One thing to be aware of is puberty.
This is because of hormone changes that increase some females' risk of depression.
Puberty is associated with experiences that play roles in depression.
Some of these experiences include conflicts with parents, emerging identity and sexuality issues, and increasing pressure to do well in sports and school.
Many hormonal and physical changes occur in women because of the menstrual cycle, pregnancy, the postpartum period, and perimenopause.
There is premenstrual dysphoric disorder, a type of depression in women.
This happens about seven to ten days before menstruation, then women have a huge relief once their menstrual flow begins.
It is serious and may cause joint or muscle pain, breast tenderness, bloating, appetite changes, suicidal ideation, sadness, depressed mood, irritability, and anger.
During pregnancy and after childbirth a woman may have perinatal depression.
If a woman has perinatal depression, then she may have trouble carrying out daily tasks that include caring for their child or even themselves.
During pregnancy, a woman is more likely to be depressed if she lives alone, has limited social support, is particularly young, or has a history of depression.
They may have fatigue, anxiety, or extreme sadness.
Depression during pregnancy makes it hard for a woman to follow medical recommendations, as well as eat and sleep properly.
Postpartum depression is a more specific term for what happens within the first year of childbirth.
Once a woman transitions into menopause, she has gone through perimenopause.
It usually starts in women when they are in their 40s, and lasts until they haven't menstruated for a whole year.
It happens because of a drop in estrogen levels.
During that time period, a woman is expected to have hot flashes, abnormal periods, mood swings, and sleeping problems, however, feeling depressed is abnormal.
If a woman experiences loss of enjoyment, sadness, anxiety, or irritability during this time, then she may have perimenopausal depression, a type of depression in women.
To cope with depression, fears, and mood swings during menopause, women can practice deep breathing, meditation, or yoga.
It might also be a good idea to get emotional support from family members or friends.
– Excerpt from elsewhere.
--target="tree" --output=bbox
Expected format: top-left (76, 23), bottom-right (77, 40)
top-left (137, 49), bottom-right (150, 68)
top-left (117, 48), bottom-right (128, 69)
Don't forget to exercise regularly and eat healthy food.
We also suggest engaging in a creative hobby.
Now, how is women's depression different from men's?
Depression in women is likely to be linked to phobic and panic symptoms and eating disorders.
Women also tend to feel more guilty and have higher suicide attempt rates than men.
Also, depression usually happens earlier in a woman's life than a man's.
This is because girls generally hit puberty before boys.
Girls aged 14-18 consistently have higher depression rates than boys in the same age group.
Female depression also lasts longer, is recurrent, is tied to seasonal changes, and is a response to stressful life events.
If a woman was sexually, physically, or emotionally abused as an adult, or even as a child, then she is more likely to have depression at some point in her life than someone who wasn't abused.
Women are also more likely to be sexually abused than men.
Many women are overwhelmed by work, both outside and inside the home.
Many women are single parents and work more than one job for financial stability.
Depression in women is also more likely because women are more likely to be caretakers for sick and older family members, in addition to their own children.
Women are more likely to live in poverty than men.
Those that do may be uncertain about the future, and may not have much access to health care and community resources.
That may cause them to feel they don't have control over their lives, and have low self-esteem and negative feelings.
Women are generally more emotional than men, and when they are depressed they are more likely to think over negative thoughts.
They ruminate, and that makes the depression in women last longer and makes it worse.
Women are more likely to have body image issues, which typically start in adolescence, and experience more stress than men.
They experience more stress because they have increased levels of progesterone.
Those increased levels stop stress hormones from leveling out.
If a woman is on certain medications, that can be an increased risk factor for depression.
What can also be risk factors are divorces, relationship problems, and job losses.
If she lost a parent before age ten then that can play a role.
There are many resources to help you with treatment and thus improve your quality of life.
These include community mental health centers, private clinics, hospital psychiatry departments, family doctors, and family service/social agencies that can guide you towards the best treatment for depression in women.
Treatment may include individual psychotherapy, brain stimulation techniques, and/or antidepressants.
Be sure to let a prescriber know if you are pregnant or plan to be.
A mental health clinician can formally diagnose a person, and recommend what they feel would be the best treatment.
There is a lot to know about depression in women.
It really is interesting how changes that occur throughout a woman's life affect depression.
They have unique factors from men that affect how they feel.
Depression can affect a woman's life significantly, and that's why it's important for her to get treatment when symptoms present themselves.
We hope this has been an informative article on depression in women.